Jesus talks in the Gospels about how to live your life. He doesn’t talk much about death or dying, but my guess is that He would want a good life lived well to end with grace and dignity, surrounded by loving friends and family. In light of that, Atul Gawande’s latest article for The New Yorker entitled “Letting Go” is something everyone should read.
My quick synopsis: despite all of our advances in medicine and development of new drugs, we are actually diminishing the quality of our endings. Two passages really hit me:
“Twenty-five per cent of all Medicare spending is for the five per cent of patients who are in their final year of life, and most of that money goes for care in their last couple of months which is of little apparent benefit.”

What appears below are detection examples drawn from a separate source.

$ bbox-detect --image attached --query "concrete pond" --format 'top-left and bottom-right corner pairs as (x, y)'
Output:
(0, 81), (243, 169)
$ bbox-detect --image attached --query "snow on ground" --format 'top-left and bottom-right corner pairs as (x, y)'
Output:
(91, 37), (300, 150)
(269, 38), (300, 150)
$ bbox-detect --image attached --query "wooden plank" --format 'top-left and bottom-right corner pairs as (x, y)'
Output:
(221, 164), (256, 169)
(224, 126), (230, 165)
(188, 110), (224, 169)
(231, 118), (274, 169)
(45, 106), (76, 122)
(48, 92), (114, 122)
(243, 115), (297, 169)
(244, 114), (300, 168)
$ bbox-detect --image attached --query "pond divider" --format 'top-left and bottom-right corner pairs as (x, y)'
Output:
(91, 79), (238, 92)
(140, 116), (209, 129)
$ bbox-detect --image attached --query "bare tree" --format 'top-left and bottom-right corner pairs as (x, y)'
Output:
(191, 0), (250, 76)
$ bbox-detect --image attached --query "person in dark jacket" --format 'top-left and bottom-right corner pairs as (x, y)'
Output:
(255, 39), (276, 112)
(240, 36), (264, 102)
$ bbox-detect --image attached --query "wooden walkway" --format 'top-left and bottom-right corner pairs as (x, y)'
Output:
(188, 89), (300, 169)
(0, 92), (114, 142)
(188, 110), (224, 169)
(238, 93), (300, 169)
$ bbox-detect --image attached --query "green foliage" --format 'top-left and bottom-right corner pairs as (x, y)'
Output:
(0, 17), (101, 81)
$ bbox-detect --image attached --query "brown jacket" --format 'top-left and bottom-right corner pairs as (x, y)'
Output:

And, this note on hospice care:
“Like many people, I had believed that hospice care hastens death, because patients forgo hospital treatments and are allowed high-dose narcotics to combat pain. But studies suggest otherwise. In one, researchers followed 4,493 Medicare patients with either terminal cancer or congestive heart failure. They found no difference in survival time between hospice and non-hospice patients with breast cancer, prostate cancer, and colon cancer. Curiously, hospice care seemed to extend survival for some patients; those with pancreatic cancer gained an average of three weeks, those with lung cancer gained six weeks, and those with congestive heart failure gained three months. The lesson seems almost Zen: you live longer only when you stop trying to live longer.”